DESCRIPTION (provided by applicant): Human health is intrinsically linked to the health of the indigenous microbial ecosystems living in the skin, the mouth, and especially the gastrointestinal tract. While deep sequencing has provided a window into the composition of these communities, we currently lack robust and targeted methods of intervention. With few exceptions, this dearth of techniques prevents us from restoring unbalanced ecosystems to a healthy state, immunizing the microbiota against further disruption, or even investigating the roles played by particular species or genes by perturbing them and observing the effects on the wider community. This proposal seeks to harness the CRISPR-Cas acquired immune system to control the abundance of specific genes and bacteria within the microbiota for the study and in situ treatment of enteric disease. I have shown that cells engineered to degrade bacteriophage genes are able to outcompete susceptible bacteria in the presence of phages, and also that mobile genetic elements engineered to degrade pathogenic genes can immunize bacterial populations as they spread. Because phages and mobile elements can be highly specific, these innovations can control the abundance of targeted genes and species without affecting unrelated microbes in mixed cultures. During the K99 phase, I will learn to work with animal models and pathogenic bacteria in order to test the efficacy of these methods in vivo. Specifically, I will seek to 1) stably replace potentially harmful microbes with protective strainsin the mouse gut, and 2) spread Cas9-mediated immunity through the native microbiota using mobile genetic elements that copy their payload into the host genome. Having acquired new skills and explored the capabilities of these novel technologies, I will apply them during the R00 phase to 3) treat and prevent Shiga toxin-mediated enteric disease by eliminating the toxin-encoding genes with mobile Cas9 elements and by colonizing the gut with protective strains, and 4) reduce inflammation in mice using stable populations of microbes engineered to secrete consistent levels of anti-inflammatory molecules in close proximity to the inflamed epithelium. I expect these innovative approaches to illuminate the role of the microbiota in human health and establish a new basis for the in situ treatment and prevention of enteric disease.

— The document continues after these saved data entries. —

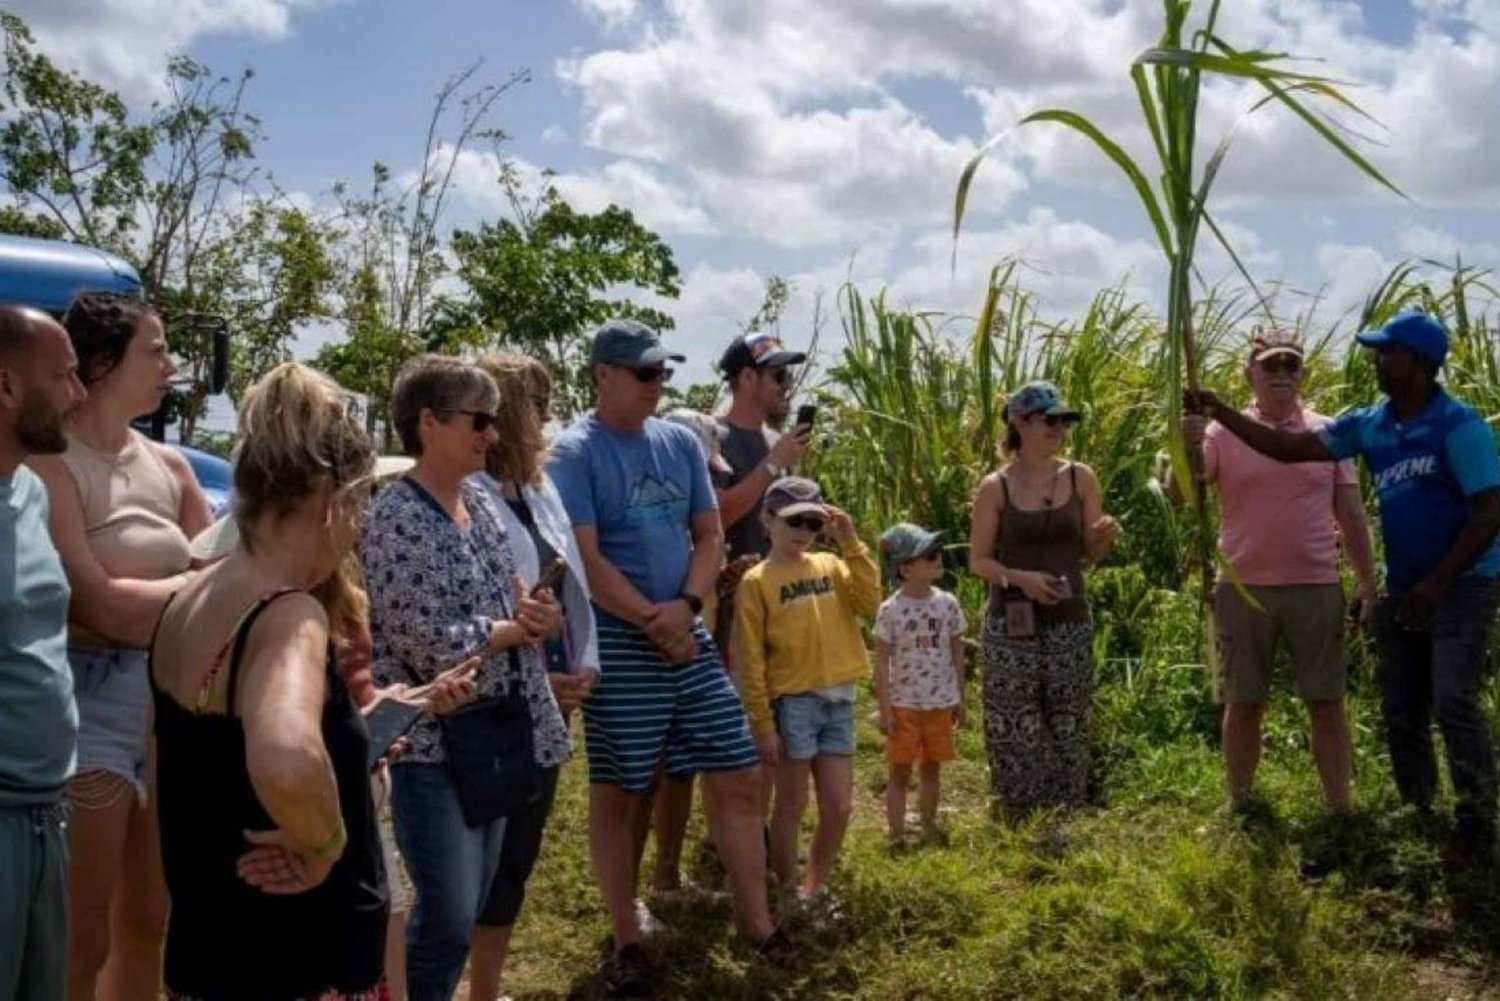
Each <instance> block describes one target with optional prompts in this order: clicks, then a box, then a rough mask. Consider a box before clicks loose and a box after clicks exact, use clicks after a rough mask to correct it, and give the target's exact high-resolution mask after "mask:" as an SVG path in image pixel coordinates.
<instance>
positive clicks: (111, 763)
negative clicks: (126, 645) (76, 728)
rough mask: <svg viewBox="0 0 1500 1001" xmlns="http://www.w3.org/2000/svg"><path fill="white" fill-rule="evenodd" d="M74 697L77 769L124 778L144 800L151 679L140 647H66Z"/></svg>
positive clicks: (150, 705)
mask: <svg viewBox="0 0 1500 1001" xmlns="http://www.w3.org/2000/svg"><path fill="white" fill-rule="evenodd" d="M68 663H69V665H71V666H72V669H74V696H75V698H77V699H78V774H84V773H87V771H108V773H110V774H117V776H120V777H123V779H127V780H129V782H130V783H132V785H133V786H135V794H136V795H138V797H139V800H141V803H144V801H145V740H147V737H148V732H147V728H148V726H150V720H151V683H150V680H148V678H147V677H145V651H144V650H126V648H123V647H69V648H68Z"/></svg>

描述（由申请人提供）：人类健康与生活在皮肤、口腔、尤其是胃肠道中的本土微生物生态系统的健康有着内在的联系。虽然深度测序为了解这些群落的组成提供了一个窗口，但我们目前缺乏稳健且有针对性的干预方法。除了少数例外，技术的缺乏阻碍了我们将不平衡的生态系统恢复到健康状态，使微生物群免受进一步破坏，甚至无法通过扰动特定物种或基因并观察对更广泛群落的影响来研究它们所发挥的作用。 该提案旨在利用 CRISPR-Cas 获得性免疫系统来控制微生物群内特定基因和细菌的丰度，用于肠道疾病的研究和原位治疗。我已经证明，经过改造以降解噬菌体基因的细胞能够在噬菌体存在的情况下击败易感细菌，而且经过改造以降解致病基因的可移动遗传元件可以在细菌群体传播时对它们产生免疫。由于噬菌体和移动元件具有高度特异性，这些创新可以控制目标基因和物种的丰度，而不影响混合培养物中不相关的微生物。 在K99阶段，我将学习使用动物模型和病原菌来测试这些方法在体内的功效。具体来说，我将寻求 1) 用小鼠肠道中的保护性菌株稳定地取代潜在有害的微生物，2) 使用可移动遗传元件将其有效负载复制到宿主基因组中，通过本地微生物群传播 Cas9 介导的免疫力。在掌握了新技能并探索了这些新技术的功能后，我将在 R00 阶段将它们应用到 3) 通过消除带有移动 Cas9 元件的毒素编码基因以及通过用保护性菌株定植肠道来治疗和预防志贺毒素介导的肠道疾病，以及 4) 使用稳定的微生物群来减少小鼠的炎症，这些微生物经过改造可分泌一致水平的抗炎分子 靠近发炎的上皮。我希望这些创新方法能够阐明微生物群在人类健康中的作用，并为肠道疾病的原位治疗和预防奠定新的基础。